To the best of our knowledge, this is the third study in Zambia to track the movement of referred sputum samples. The study provides useful information and a framework that can be used to evaluate sputum courier systems in other settings. Because of the small number of health facilities involved, coupled with the use of non-probability sampling, results from this study may not be generalisable to other settings. This is one of the major limitations of our study. The other limitation was the missing dates in registers at almost all the stages of the referral cascade. This reduced the number of samples included in the calculation of TATs. Additionally, we did not investigate attitudes and practices of healthcare workers, which may also contribute to loss of sputum specimens along the referral cascade. Broader research is recommended to understand how factors not investigated by this study may contribute to loss of sputum samples along the referral cascade.


This study has shown that, in general, the sputum sample referral system for Mpongwe District was performing well. Notwithstanding this result, some samples were getting lost at three points: (1) sputum submission, (2) sputum transportation and (3) sputum testing in the laboratory. Inadequate staff trained in sputum collection and packaging and weaknesses in transportation and monitoring systems could be some of the factors contributing to losses in the referral cascade for Mpongwe District. Other factors include the lack of SOPs on sputum handling and lack of packaging materials such as Ziploc bags. Mpongwe District Health Office should put in place measures to avoid losses in the sputum sample referral cascade, including developing a strong system (with SOPs) to regularly monitor and evaluate the movement of sputum samples along the referral cascade. Staff in non-diagnostic facilities should also be trained in sputum sample collection and regularly supervised to ensure accuracy in recording and reporting. The District Health Office should also consider carrying out a follow-up study that will involve all health facilities in the district, including those without a formalised courier system. This will give a holistic view of performance of the referral system, and increase generalisability of the findings.

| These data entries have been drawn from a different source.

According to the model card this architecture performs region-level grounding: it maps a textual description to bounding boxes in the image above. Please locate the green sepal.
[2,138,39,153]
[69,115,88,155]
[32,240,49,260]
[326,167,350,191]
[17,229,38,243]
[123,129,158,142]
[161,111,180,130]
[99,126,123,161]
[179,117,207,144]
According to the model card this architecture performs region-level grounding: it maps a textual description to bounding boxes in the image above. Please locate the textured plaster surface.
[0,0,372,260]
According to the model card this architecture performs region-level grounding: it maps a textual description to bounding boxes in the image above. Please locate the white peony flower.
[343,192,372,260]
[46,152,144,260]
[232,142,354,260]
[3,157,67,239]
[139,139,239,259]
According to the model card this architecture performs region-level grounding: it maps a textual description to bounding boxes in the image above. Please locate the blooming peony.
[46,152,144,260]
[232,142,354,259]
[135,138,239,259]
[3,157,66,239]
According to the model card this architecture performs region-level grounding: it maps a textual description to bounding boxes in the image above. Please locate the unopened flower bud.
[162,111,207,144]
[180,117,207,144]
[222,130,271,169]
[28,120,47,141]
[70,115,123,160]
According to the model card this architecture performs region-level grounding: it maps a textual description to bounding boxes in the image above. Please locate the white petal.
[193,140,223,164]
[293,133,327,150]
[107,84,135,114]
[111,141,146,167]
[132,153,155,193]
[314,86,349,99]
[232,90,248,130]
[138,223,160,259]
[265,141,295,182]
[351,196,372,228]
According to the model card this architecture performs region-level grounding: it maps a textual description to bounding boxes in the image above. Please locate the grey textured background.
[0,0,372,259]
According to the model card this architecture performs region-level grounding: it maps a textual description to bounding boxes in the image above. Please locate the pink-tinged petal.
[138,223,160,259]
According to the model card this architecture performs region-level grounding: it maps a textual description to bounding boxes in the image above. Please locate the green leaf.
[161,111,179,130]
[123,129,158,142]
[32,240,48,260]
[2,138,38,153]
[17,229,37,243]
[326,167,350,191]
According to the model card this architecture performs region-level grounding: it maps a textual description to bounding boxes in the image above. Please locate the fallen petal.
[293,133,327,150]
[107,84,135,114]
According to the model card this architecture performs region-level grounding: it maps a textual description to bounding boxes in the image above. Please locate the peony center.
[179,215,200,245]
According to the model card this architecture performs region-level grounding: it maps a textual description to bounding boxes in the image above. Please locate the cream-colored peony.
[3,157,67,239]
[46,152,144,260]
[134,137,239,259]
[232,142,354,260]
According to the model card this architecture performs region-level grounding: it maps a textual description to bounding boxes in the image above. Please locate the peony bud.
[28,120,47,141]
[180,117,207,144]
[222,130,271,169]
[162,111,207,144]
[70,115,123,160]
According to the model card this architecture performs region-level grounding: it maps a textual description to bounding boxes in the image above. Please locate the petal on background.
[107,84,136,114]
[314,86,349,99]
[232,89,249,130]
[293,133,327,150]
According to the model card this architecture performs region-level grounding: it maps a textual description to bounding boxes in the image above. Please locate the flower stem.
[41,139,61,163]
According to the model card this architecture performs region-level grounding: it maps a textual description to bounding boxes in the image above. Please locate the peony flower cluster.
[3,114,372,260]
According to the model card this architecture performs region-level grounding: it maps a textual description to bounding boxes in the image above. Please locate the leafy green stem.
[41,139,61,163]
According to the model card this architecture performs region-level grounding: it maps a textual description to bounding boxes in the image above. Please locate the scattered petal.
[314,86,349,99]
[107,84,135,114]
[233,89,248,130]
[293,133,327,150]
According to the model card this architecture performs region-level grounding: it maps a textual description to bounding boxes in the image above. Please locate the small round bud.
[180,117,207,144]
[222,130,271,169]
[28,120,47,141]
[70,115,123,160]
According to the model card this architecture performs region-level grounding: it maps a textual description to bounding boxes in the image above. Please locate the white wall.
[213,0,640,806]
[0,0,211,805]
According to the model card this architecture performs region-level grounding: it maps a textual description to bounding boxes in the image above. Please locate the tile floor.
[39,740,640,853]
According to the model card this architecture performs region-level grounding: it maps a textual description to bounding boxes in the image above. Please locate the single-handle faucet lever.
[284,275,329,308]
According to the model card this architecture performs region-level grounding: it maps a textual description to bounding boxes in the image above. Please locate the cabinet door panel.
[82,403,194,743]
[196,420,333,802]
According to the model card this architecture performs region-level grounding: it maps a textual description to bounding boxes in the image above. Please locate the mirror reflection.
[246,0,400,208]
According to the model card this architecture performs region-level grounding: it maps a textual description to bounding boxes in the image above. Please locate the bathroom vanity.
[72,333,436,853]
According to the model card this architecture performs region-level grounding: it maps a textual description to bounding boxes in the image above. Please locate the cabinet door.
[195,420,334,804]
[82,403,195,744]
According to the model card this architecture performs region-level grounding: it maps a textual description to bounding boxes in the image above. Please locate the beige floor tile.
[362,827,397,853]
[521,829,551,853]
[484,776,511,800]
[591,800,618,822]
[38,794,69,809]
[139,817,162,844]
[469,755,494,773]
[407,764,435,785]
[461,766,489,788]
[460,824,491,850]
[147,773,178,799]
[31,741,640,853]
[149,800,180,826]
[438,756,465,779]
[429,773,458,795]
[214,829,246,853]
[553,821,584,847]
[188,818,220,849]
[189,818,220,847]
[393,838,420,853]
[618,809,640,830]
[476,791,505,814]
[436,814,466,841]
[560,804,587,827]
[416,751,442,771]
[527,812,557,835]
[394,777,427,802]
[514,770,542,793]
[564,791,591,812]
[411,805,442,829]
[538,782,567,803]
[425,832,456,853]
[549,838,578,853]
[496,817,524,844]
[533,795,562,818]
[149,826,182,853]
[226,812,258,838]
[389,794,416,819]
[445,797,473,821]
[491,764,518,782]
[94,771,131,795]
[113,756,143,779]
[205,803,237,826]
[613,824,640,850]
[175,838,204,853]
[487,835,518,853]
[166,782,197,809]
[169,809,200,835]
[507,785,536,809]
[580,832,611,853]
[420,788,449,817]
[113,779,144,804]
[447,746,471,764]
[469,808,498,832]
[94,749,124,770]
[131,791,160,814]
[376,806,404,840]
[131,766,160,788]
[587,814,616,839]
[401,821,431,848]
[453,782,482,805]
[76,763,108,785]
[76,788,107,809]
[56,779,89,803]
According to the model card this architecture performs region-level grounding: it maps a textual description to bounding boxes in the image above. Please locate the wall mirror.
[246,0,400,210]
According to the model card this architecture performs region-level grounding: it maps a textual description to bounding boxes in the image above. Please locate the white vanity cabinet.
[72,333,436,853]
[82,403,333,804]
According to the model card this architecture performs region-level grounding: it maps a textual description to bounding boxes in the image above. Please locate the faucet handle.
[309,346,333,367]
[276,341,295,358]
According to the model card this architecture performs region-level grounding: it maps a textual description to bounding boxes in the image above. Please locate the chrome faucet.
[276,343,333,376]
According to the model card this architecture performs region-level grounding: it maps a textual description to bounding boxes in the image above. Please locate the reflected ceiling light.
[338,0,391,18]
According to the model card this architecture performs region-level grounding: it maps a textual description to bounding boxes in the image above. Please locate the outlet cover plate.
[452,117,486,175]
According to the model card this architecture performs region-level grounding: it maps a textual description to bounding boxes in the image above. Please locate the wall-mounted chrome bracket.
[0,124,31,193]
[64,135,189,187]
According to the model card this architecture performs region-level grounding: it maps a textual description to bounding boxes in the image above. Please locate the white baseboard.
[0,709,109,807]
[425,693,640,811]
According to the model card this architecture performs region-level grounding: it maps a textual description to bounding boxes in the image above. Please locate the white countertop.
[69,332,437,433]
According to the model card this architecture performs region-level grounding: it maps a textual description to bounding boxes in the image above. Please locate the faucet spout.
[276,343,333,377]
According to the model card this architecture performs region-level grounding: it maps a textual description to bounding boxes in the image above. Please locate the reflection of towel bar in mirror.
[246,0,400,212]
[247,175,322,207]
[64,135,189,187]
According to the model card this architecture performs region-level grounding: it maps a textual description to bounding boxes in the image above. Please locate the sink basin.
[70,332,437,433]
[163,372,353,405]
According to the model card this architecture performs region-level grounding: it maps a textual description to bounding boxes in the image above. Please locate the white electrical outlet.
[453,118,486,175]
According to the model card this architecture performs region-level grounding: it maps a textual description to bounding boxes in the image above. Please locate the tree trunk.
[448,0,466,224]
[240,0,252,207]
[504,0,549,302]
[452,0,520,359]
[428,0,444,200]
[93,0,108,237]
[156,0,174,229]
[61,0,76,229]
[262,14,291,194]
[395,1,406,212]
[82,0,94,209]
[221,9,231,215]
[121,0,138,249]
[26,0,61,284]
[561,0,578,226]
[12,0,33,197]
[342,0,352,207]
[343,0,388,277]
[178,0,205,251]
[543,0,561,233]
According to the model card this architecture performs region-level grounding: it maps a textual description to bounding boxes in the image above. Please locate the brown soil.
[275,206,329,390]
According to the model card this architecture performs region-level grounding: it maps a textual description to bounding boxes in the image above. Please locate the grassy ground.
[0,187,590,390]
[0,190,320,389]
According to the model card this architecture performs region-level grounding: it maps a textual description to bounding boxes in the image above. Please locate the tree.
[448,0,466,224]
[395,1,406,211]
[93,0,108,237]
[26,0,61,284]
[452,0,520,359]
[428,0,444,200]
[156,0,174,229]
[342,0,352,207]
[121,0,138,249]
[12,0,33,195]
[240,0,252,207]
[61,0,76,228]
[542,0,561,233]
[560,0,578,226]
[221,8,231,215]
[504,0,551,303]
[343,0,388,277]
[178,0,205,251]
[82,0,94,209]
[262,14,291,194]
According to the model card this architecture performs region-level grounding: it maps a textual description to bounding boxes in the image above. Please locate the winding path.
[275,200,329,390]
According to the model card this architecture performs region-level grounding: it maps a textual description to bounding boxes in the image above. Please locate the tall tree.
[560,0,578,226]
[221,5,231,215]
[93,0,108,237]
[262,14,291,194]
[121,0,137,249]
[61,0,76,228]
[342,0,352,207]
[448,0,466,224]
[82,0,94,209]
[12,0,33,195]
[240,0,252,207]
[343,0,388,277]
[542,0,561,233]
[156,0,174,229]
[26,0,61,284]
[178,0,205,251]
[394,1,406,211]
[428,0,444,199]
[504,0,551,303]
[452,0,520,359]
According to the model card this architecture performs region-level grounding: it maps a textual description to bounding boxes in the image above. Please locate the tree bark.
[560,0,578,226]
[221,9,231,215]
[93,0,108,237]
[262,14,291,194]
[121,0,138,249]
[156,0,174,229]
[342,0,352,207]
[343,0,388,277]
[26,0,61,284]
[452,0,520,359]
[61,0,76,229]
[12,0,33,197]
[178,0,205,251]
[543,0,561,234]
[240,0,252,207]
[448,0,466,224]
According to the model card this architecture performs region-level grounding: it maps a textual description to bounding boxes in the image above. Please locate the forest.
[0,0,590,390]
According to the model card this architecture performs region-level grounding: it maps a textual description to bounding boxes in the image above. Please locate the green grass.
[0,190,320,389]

The authors would like to thank PATH and Zambart for the training, technical support and mentorship through the USAID Eradicate TB Project. They would also like to thank the Mpongwe District Health Director Dr. Peter Mulenga for supporting this research. They also thank staff in all the six health facilities included in this study for their support and cooperation during data collection for this the study.

Competing interests

The authors declare that they have no financial or personal relationships that may have inappropriately influenced them in writing this article.

Authors’ contributions

This research was conducted as part of the operational research capacity building programme for the USAID Eradicate TB Project. Trainees L.N. and E.C. wrote the proposal, collected and analysed the data, and drafted the manuscript for the study. Trainer, J.B., mentored trainees during proposal development, data collection, data analysis and manuscript development. R.K. and A.M. reviewed and made substantial edits and comments in both the proposal and manuscript. I.T. and V.M. reviewed and made edits to this manuscript.

Funding information

To conduct this study, no external funds were received. The study was conducted in operational settings using existing Mpongwe District Health Office resources. The training programme under which this study was conducted was funded by PATH through the USAID Eradicate TB Project.

Data availability

The data presented in this study are available from the corresponding author on reasonable request.


The views and opinions expressed in this article are those of the authors and do not necessarily reflect the official policy or position of any affiliated agency of the authors.